Fig. 2.

PI4KIIIα homodimerizes and interacts stably with TTC7 via large conserved surfaces. (A) Solvent-accessible surface representation of PI4KIIIα/TTC7B/FAM126A complex, with the PI4KIIIα surface (excluding the α-solenoid) colored by conservation. Each heterotrimer is rotated by ±90° as indicated to reveal the homodimerization interface. PI4KIIIα surface residues participating in the dimerization are outlined in yellow. Blue arrows indicate regions of the kinase catalytic domains that contact the opposite copy of PI4KIIIα. (B) Ribbon representation of the PI4KIIIα complex, with one copy of PI4KIIIα colored by domain. Boundary residue numbers for each domain are indicated on the schematic below. (C) Solvent-accessible surface representation of PI4KIIIα/TTC7B/FAM126A complex, with the TTC7/FAM126 complex and PI4KIIIα surfaces colored by conservation, as in A. PI4KIIIα and the TTC7B/FAM126A complex are each rotated by ±90° as indicated to reveal the PI4KIIIα/TTC7B dimerization interface.
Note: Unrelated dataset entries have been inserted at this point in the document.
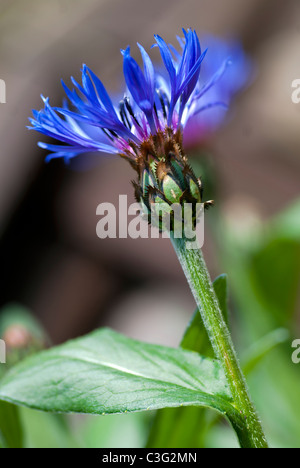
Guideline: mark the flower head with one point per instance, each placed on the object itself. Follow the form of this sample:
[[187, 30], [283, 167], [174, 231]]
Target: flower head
[[147, 126]]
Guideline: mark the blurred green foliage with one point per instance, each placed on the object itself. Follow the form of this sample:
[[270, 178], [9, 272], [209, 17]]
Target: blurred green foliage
[[263, 270]]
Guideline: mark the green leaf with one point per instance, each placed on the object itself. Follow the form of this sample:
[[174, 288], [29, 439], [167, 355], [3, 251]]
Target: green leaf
[[106, 372], [11, 433]]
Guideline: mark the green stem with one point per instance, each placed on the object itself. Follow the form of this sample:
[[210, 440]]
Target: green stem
[[251, 434]]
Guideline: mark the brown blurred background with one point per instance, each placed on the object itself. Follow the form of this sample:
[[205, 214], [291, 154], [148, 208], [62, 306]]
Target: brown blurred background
[[51, 259]]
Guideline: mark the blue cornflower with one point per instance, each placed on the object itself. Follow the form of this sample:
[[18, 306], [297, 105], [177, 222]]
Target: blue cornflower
[[155, 101], [160, 107]]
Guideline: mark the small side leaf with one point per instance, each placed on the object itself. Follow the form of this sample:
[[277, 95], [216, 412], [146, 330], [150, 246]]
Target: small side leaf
[[11, 433]]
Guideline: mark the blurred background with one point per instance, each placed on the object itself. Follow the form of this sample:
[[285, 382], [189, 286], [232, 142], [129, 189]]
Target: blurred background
[[53, 264]]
Interacting residues are outlined in yellow, while the TTC7B/FAM126A boundary is indicated by a green line. TTC7 surfaces 2 and 3 interact with the dimerization and cradle domains of PI4KIIIα, respectively. The additional contact between TTC7B and the tip of the PI4KIIIα α-solenoid, which was not sufficiently resolved to model by a Cα trace, is neither shown nor included in the surface area calculation. (D) Truncation constructs of 3xFLAG-tagged PI4KIIIα were overexpressed alongside HA-TTC7B and EGFP-FAM126A(2–289) in Expi293 cells. α-FLAG-immunoprecipitated samples were resolved by SDS/PAGE and immunoblotted with anti-FLAG and anti-HA antibodies to probe coprecipitation of TTC7B with the different PI4KIIIα constructs. Boundaries of PI4KIIIα truncation constructs are indicated above the blot and in the schematic at bottom.